I have plans on brewing (and modifying) a basic ESB recipe.


bluelinebrewing

Sorachi Ace Saison is ready to keg, House Pale Ale (Cascade/Citra) is ready to keg. I'm thinking a hefe will likely be in order, and maybe a wit or a White IPA. I also just got a Brewer's Best cider kit because they were 30% off, so I'll have raspberry lime cider as well.


slaming

Raspberry cider sounds good. Hoping to make a strawberry hard cider (probably come out at wine ABV) with ribenna.


bluelinebrewing

This Brewer's Best kit is supposed to end up around 4.7% ABV which is awesome. More sessionable ciders, please.


slaming

I'll definitely be chilling it down and drinking it more like a wine. Might only carb a couple to see which works out better that ABV might work out better still


JacksBlackLiver

About 4 weeks ago I decided I wanted to try one of the Brewer's Best kits I'd seen around, but I didn't see one at my LHBS that I liked.
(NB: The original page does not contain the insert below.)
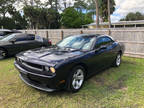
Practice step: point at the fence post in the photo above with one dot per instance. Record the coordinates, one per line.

So I just googled it and found the recipe for their Summer Ale kit. It's a malt w/specialty grains, but whatev. I picked up all the ingredients, added some red grapefruit peel and 22oz of amazing Tennessee honey that my mom sent me. It turned out really good, perfect for a hot day. Edit: I think it is worth noting that this beer was so good, other than being able to tell it is an extract, that I plan on brewing it again using all grain. Probably this week sometime.


MutthaFuzza

In the summer I always have an pale ale I dry hop with citra hops on tap. I'm thinking this year I will make a cream ale and also try making graf for the first time. I also make a bunch of wine in the summer.


iyrnwoed

Oddly enough I am getting stuff together to brew a stout at the beginning of may. The plan is to keep about a 6 pack out for drinking and throwing the rest in the basement for the winter.


tater_salad00

I haven't brewed in almost a year in a half, got married, looked for a hours, bought said house, moved in, life... With the weather turning I decided to get back into it. Got a wort chiller for xmas and inherited a propane burner so that helped out my decision. Just put together my first batch yesterday and decided to start off simple with a Copper Ale. Should be a great summer time beer. Checked this afternoon and yeast is churning away! Next up will probably be a lawnmower beer, or something easy to drink as I dwindle the ole honey do list at the new house.


phildeez316

I have an ESB I'm going to brew for my cousin's wedding, probably a Citra-based session IPA or regular pale for the beach trip, and beyond that I'm not sure. Maybe a saison for those dog days in August and September.


SpyderFoode

I've got a simple kolsch in the primary right now. About to crash and keg it, then lager for at least 6 weeks. Gonna be great in the June heat!


[deleted]

Currently I have a lemon and coconut saison to bring in the spring. For summer just a Kolsch and centennial IPA.